In my area
Use the Aberdeen City Council Interactive Mapping service to explore your local area
Food waste collection service for Aberdeen flats and tenements moves a step closer
Aberdeen City Council's Housing and Environment Committee has agreed to introduce food waste collection for Aberdeen flats and tenements, subject to funding being secured for the service.
Councillors unanimously agreed the proposal which would provide approximately 58,000 households with a food waste collection service. The service is currently offered to approximately 54,000 households, mainly in the suburbs.
In a report before the Housing and Environment Committee on Tuesday 30 October, Aberdeen City Council Waste and Recycling Manager Peter Lawrence stated that there will be a statutory requirement by 01 January 2016 for flats and tenements to be served by a food waste collection.
The report said the Scottish Government wishes to see adoption of this service as early as possible and has made funding available via Zero Waste Scotland (ZWS).
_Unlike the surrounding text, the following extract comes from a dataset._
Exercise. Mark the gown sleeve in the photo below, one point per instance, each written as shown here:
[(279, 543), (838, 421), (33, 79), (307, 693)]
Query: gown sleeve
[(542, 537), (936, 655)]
Councillors today agreed to:
Instruct officers to submit a funding application to the Zero Waste Scotland food waste programme;
Instruct officers to introduce a food waste collection service for flats and tenements, subject to securing ZWS funding.
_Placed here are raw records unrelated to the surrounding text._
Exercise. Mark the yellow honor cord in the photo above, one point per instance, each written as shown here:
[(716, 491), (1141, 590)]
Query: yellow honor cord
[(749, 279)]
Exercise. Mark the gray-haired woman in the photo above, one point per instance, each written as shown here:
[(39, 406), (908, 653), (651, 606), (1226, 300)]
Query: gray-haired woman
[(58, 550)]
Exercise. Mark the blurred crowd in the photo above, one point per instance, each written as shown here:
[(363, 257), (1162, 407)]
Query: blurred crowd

In his report, Mr Lawrence said: "As a result of introducing a new food waste collection service for flats, the Council will further improve its diversion of biodegradable waste and increase its recycling rate.
"The additional tonnage of material likely to be diverted is approximately 1,256 tonnes per year.
"Research shows that there is usually slight decrease in tonnage as a result of food waste prevention measures, taken once residents start to use the service and become more aware of the amount of food being thrown away, and this is expected to be the case with a new service for flats."
Councillor Neil Cooney, convener of the Housing and Environment Committee, said: "This is a hugely positive step forward as we work towards meeting the needs of householders in multi-occupancy properties.
"We currently have 58,000 households which are not served by a food waste collection service which means tonnes of discarded food is ending up rotting in landfill.
"Introducing a city-wide food waste collection service like this will vastly reduce the amount of biodegradable waste sent to landfill, in turn reducing the council's carbon footprint."
Scottish households throw out around 650,000 tonnes of waste food each year. Much of this ends up in landfill sites where it breaks down to produce methane, a potent greenhouse gas. Waste food that is collected for recycling is turned into compost and used for agricultural, horticultural and landscaping purposes.